ECLI:NL:GHDHA:2020:772
Gerechtshof Den Haag
- Hoger beroep
- Rechtspraak.nl
Vrijspraak van bedreiging wegens ontbreken van redelijke vrees
In deze zaak heeft het Gerechtshof Den Haag op 24 maart 2020 uitspraak gedaan in hoger beroep tegen een vonnis van de politierechter in de rechtbank Den Haag. De verdachte was eerder veroordeeld tot een taakstraf van 20 uren, subsidiair 10 dagen hechtenis, voor bedreiging van een aangever op 18 december 2017 te Leiden. De verdachte zou de aangever hebben bedreigd met de woorden dat hij naar huis zou gaan om een pistool te halen. Tijdens de zittingen in hoger beroep op 21 maart 2019 en 10 maart 2020 heeft het hof de vordering van de advocaat-generaal gehoord, die vroeg om vernietiging van het eerdere vonnis en een veroordeling tot een taakstraf.
Het hof heeft vastgesteld dat de verdachte de bedreigende woorden heeft geuit, maar oordeelt dat er geen redelijke vrees bij de aangever kon ontstaan dat het misdrijf zou worden gepleegd. De uitlatingen van de verdachte werden door het hof geïnterpreteerd als een emotionele ontlading, voortkomend uit frustratie en onmacht. De verklaring van de aangever, die aangaf laconiek te hebben gereageerd op de bedreiging, droeg bij aan de beslissing van het hof.

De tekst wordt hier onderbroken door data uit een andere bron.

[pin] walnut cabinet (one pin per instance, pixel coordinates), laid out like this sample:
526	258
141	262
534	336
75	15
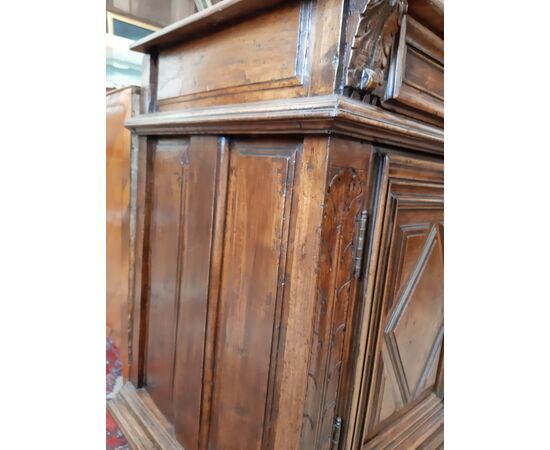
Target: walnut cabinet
288	279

Het hof heeft daarom het vonnis van de politierechter vernietigd en de verdachte vrijgesproken van de ten laste gelegde bedreiging. Tevens zijn de vorderingen tot tenuitvoerlegging van eerdere voorwaardelijke straffen afgewezen, omdat de verdachte niet schuldig was bevonden aan de nieuwe aanklacht. De uitspraak is gedaan door een meervoudige kamer voor strafzaken, waarbij de griffier aanwezig was.